Parmi les curiosités que nous ont léguées les siècles reculés, il en est qui méritent de fixer particulièrement l’attention de tous ceux qui s’intéressent à l’histoire de l’art. C’est des manuscrits illustrés que je veux parler, de ces monuments qui sont parvenus jusqu’à nous à travers les révolutions et les vicissitudes des temps.
J’ai toujours éprouvé une religieuse émotion à feuilleter ces antiques travaux de nos ancêtres : on est saisi d’étonnement quand on considère la richesse et surtout la patience qu’il a fallu pour écrire les pages de ces immenses in-folio, ruisselant de mille couleurs. Rien n’est plus curieux à contempler que ces gracieuses arabesques et ces lettres tourneures, enjolivées par le lapis-lazuli, le pourpre d’Orient et le carmin le plus pur; puis ces admirables miniatures où l’éclat de l’or et de l’argent le dispute à la finesse microscopique de la peinture.

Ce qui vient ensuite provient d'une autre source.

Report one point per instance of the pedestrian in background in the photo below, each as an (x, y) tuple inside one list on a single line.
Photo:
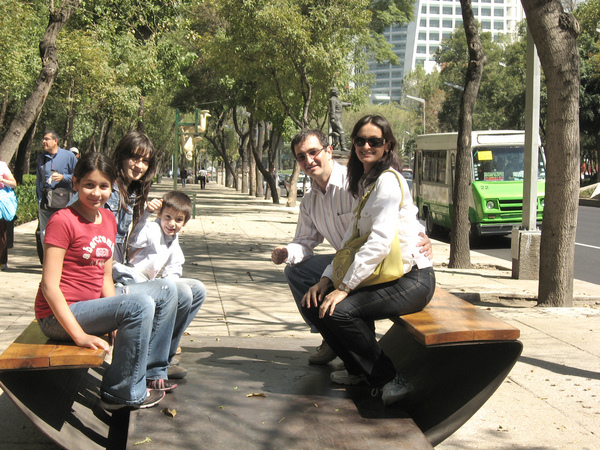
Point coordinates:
[(8, 208), (54, 170), (183, 176)]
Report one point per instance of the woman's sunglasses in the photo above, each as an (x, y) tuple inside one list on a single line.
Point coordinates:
[(373, 142)]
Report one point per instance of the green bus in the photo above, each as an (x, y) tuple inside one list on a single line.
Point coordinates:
[(496, 179)]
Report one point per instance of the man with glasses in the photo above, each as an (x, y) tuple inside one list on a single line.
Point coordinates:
[(325, 213), (54, 169)]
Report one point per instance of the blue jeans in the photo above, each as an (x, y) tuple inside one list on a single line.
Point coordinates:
[(349, 332), (190, 297), (164, 294), (302, 276), (133, 316)]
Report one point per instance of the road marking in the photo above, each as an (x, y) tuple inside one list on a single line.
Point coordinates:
[(589, 246)]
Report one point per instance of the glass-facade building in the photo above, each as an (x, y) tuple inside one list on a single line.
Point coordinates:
[(416, 43)]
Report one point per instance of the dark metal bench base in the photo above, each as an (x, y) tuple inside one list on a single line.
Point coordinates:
[(301, 409), (452, 381), (63, 404)]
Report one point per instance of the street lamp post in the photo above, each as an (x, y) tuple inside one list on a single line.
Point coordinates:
[(420, 100)]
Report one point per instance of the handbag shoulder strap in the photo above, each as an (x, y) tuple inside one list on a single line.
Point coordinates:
[(367, 194)]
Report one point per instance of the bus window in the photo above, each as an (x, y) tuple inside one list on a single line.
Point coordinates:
[(498, 163), (503, 164)]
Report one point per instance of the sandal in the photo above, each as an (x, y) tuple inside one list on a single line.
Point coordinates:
[(161, 385)]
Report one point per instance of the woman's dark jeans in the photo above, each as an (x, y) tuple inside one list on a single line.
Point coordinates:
[(349, 331)]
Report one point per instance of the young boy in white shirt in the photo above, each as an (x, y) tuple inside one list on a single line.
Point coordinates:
[(154, 251)]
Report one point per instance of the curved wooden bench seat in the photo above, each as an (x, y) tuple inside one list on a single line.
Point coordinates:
[(57, 386), (456, 355)]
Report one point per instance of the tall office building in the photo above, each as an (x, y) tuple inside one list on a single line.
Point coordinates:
[(416, 43)]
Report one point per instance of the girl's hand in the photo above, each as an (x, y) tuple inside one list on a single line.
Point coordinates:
[(332, 299), (154, 205), (315, 294), (93, 342)]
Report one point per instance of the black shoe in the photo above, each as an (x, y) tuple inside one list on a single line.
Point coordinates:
[(176, 372), (323, 355), (153, 398)]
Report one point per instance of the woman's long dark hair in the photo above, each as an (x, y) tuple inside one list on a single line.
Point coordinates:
[(95, 161), (134, 144), (356, 170)]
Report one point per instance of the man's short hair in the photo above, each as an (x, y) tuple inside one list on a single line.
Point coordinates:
[(178, 201), (304, 134)]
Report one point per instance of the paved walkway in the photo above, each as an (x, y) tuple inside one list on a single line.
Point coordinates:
[(550, 400)]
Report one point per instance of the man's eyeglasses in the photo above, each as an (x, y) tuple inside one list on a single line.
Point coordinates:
[(313, 152), (373, 142)]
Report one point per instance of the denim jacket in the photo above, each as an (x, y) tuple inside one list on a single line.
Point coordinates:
[(124, 216)]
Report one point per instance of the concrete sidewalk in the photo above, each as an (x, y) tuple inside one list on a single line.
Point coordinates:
[(550, 400)]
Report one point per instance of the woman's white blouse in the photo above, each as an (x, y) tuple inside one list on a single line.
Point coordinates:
[(388, 209)]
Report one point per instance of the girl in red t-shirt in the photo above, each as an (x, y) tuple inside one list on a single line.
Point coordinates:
[(76, 299)]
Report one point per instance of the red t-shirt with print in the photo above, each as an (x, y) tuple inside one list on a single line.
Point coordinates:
[(88, 246)]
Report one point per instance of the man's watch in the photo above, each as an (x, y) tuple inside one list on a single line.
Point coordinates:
[(343, 287)]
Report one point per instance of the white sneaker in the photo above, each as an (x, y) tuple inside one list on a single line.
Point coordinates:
[(396, 390), (343, 377)]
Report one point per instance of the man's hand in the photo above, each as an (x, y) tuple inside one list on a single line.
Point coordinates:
[(315, 294), (331, 300), (279, 255), (425, 245)]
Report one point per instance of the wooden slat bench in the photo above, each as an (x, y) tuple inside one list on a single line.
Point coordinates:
[(456, 355), (33, 350), (57, 386)]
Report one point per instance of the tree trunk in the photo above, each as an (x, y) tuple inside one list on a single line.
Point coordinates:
[(24, 152), (33, 105), (258, 153), (70, 116), (292, 192), (260, 166), (555, 35), (460, 256), (4, 106), (140, 125)]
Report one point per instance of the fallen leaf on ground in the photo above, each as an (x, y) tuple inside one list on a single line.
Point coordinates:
[(169, 412)]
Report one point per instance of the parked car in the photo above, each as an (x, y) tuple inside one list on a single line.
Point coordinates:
[(407, 174)]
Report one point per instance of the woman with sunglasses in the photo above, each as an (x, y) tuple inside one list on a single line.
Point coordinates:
[(345, 314)]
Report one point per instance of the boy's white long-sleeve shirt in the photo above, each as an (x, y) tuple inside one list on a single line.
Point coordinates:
[(151, 250)]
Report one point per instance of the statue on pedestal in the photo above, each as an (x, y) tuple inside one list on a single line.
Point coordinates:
[(335, 120)]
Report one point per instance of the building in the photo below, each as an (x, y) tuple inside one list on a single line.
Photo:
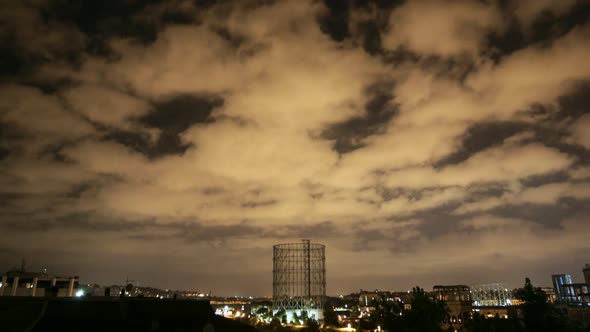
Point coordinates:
[(23, 283), (558, 281), (299, 280), (458, 299), (551, 297), (576, 294), (490, 295)]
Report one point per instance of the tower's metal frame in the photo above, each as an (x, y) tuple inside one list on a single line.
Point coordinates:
[(299, 276)]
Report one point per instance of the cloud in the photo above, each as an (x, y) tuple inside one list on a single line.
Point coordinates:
[(452, 28), (580, 133), (229, 127)]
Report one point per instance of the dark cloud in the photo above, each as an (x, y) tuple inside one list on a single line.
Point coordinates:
[(545, 28), (335, 21), (379, 110), (171, 117), (100, 101), (547, 215), (482, 136)]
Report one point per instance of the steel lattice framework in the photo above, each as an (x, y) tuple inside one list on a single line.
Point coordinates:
[(299, 276)]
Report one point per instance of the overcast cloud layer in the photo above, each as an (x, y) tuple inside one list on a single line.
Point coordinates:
[(174, 143)]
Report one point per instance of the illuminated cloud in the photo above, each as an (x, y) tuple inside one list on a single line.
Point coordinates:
[(197, 136)]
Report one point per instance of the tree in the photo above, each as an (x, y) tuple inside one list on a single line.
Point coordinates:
[(330, 316), (426, 315), (539, 315)]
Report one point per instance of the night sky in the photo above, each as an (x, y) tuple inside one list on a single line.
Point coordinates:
[(174, 142)]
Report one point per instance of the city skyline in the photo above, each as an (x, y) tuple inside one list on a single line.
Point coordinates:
[(175, 142)]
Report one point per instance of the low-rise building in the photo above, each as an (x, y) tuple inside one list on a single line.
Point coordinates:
[(38, 284)]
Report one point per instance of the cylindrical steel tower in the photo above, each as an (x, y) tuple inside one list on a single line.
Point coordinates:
[(299, 278)]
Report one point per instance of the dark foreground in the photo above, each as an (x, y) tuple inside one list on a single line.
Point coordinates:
[(111, 314)]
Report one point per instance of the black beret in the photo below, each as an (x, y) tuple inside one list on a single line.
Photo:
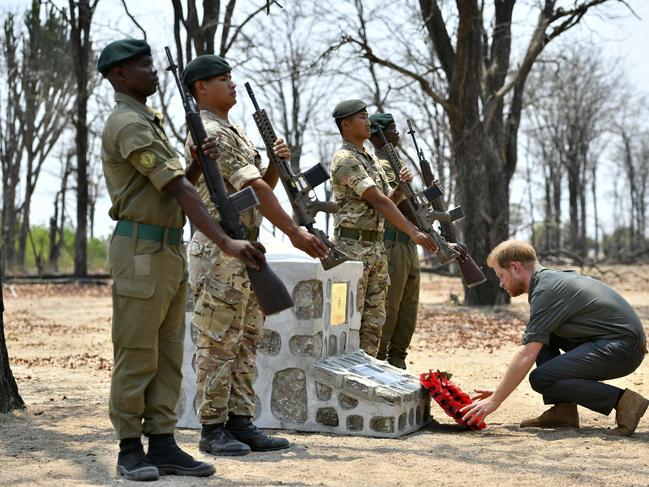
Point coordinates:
[(205, 67), (347, 108), (383, 120), (119, 51)]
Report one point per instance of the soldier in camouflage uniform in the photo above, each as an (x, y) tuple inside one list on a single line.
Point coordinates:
[(227, 317), (149, 194), (360, 187), (403, 262)]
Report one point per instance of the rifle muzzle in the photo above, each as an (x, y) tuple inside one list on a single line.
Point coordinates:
[(447, 216)]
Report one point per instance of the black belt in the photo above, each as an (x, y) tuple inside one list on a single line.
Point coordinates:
[(396, 235)]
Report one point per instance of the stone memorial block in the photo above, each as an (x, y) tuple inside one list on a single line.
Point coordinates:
[(311, 374)]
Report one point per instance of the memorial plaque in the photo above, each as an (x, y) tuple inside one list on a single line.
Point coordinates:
[(338, 303)]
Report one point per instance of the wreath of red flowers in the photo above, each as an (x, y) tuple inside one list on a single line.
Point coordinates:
[(449, 396)]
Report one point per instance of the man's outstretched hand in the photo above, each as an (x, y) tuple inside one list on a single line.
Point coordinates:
[(478, 410)]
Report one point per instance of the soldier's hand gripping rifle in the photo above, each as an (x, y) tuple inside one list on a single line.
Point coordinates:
[(271, 293), (471, 273), (415, 206), (299, 187)]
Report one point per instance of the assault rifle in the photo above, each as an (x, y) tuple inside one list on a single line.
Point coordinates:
[(415, 207), (271, 293), (471, 273), (299, 187)]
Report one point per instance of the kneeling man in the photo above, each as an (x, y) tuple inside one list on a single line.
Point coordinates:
[(597, 329)]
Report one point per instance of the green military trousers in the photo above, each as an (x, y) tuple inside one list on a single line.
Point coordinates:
[(401, 303), (149, 299), (372, 288)]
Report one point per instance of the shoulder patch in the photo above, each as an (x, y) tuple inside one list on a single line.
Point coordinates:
[(147, 159)]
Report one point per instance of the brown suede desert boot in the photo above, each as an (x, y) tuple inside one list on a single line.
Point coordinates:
[(562, 415), (628, 412)]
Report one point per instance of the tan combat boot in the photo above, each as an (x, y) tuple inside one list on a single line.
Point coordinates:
[(628, 412), (562, 415)]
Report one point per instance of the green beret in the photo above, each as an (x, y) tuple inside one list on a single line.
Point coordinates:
[(205, 67), (119, 51), (383, 120), (347, 108)]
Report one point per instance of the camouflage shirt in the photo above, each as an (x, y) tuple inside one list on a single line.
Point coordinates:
[(353, 172), (239, 162)]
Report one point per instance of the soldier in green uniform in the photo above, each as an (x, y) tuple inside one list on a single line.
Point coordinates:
[(403, 262), (227, 318), (149, 194), (361, 188)]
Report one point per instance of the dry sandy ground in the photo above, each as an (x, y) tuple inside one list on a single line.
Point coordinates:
[(58, 339)]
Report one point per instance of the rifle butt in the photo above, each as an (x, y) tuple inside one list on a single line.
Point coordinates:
[(271, 293), (471, 273), (336, 257)]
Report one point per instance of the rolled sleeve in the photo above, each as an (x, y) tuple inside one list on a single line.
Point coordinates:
[(352, 173), (164, 173), (148, 154)]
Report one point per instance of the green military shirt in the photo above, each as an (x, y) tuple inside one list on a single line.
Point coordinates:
[(579, 308), (353, 172), (391, 178), (239, 162), (138, 162)]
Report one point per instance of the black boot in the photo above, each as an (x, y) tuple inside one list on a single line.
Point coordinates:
[(165, 454), (242, 428), (132, 463), (217, 440)]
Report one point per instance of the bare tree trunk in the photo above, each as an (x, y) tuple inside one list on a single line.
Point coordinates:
[(9, 396), (81, 13), (593, 189)]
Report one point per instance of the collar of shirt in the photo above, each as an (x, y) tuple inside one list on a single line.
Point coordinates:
[(535, 277), (380, 153), (349, 146), (137, 106)]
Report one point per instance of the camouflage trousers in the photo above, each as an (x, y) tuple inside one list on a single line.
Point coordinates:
[(372, 289), (228, 323), (401, 303)]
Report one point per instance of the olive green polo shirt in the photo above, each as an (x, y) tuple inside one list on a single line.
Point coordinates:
[(138, 162), (354, 171), (579, 308), (239, 163)]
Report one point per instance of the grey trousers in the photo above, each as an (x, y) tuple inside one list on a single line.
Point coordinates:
[(574, 375)]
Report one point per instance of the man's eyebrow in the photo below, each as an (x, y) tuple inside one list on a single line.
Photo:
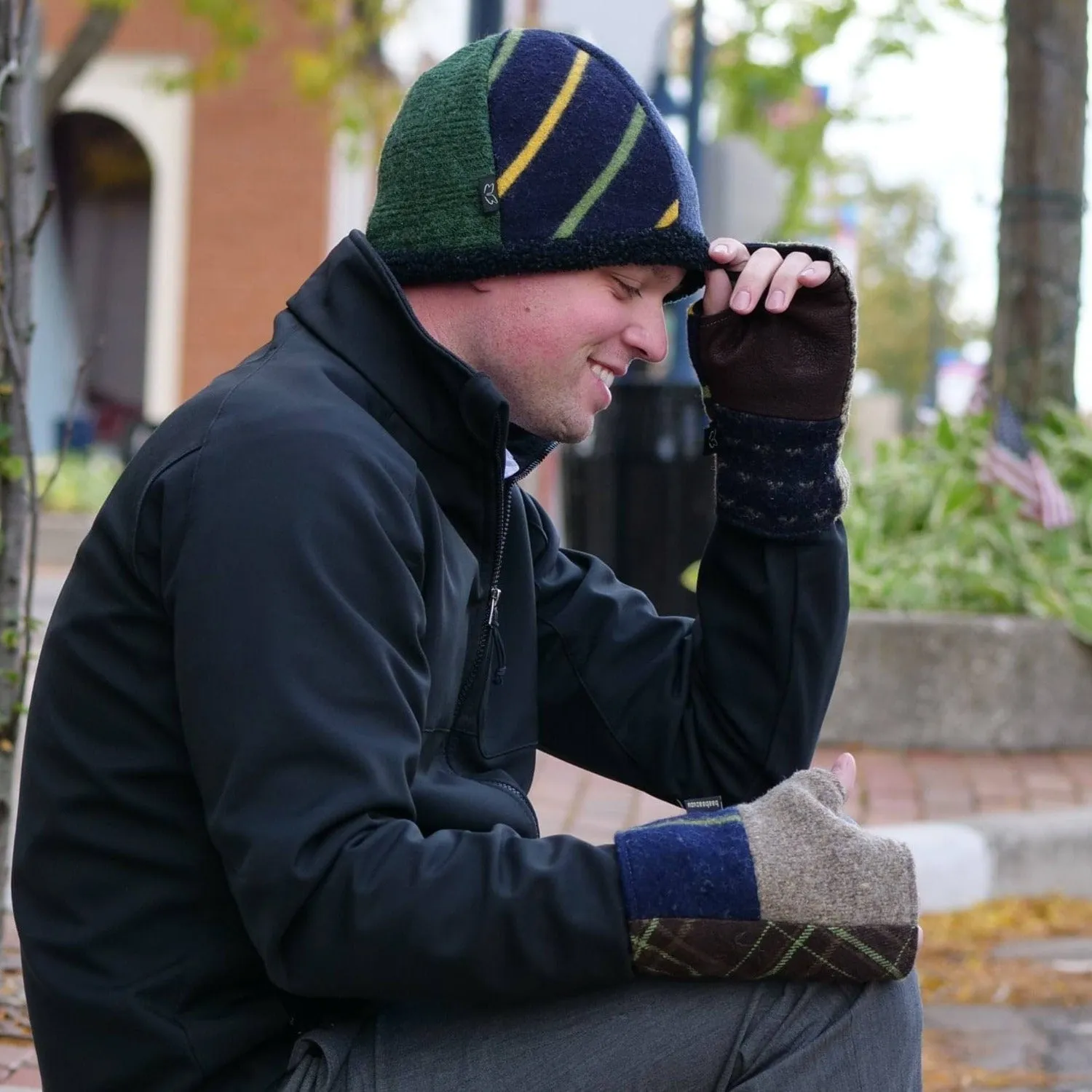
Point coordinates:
[(665, 273)]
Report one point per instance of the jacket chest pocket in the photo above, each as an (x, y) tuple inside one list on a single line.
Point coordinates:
[(500, 711)]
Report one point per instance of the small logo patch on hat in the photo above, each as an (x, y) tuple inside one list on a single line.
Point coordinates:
[(703, 804), (487, 191)]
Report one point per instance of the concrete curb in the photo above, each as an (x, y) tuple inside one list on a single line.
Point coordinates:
[(1004, 854)]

Je ne sais; mais en présence de ces vieux livres, dont les peintures se rattachent si intimement au souvenir de nos anciens ducs, rois et souverains, on croit voir se dérouler vivants devant soi, les différents épisodes de leur carrière.
Ici, c’est la vue d’une forteresse gothique ou d’un donjon crénelé, le spectacle d’une lutte corps à corps : une bataille sanglante s’engage sous les murs, au bas desquels les hommes d’armes, couverts de cottes de mailles, tombent percés de flèches aiguës.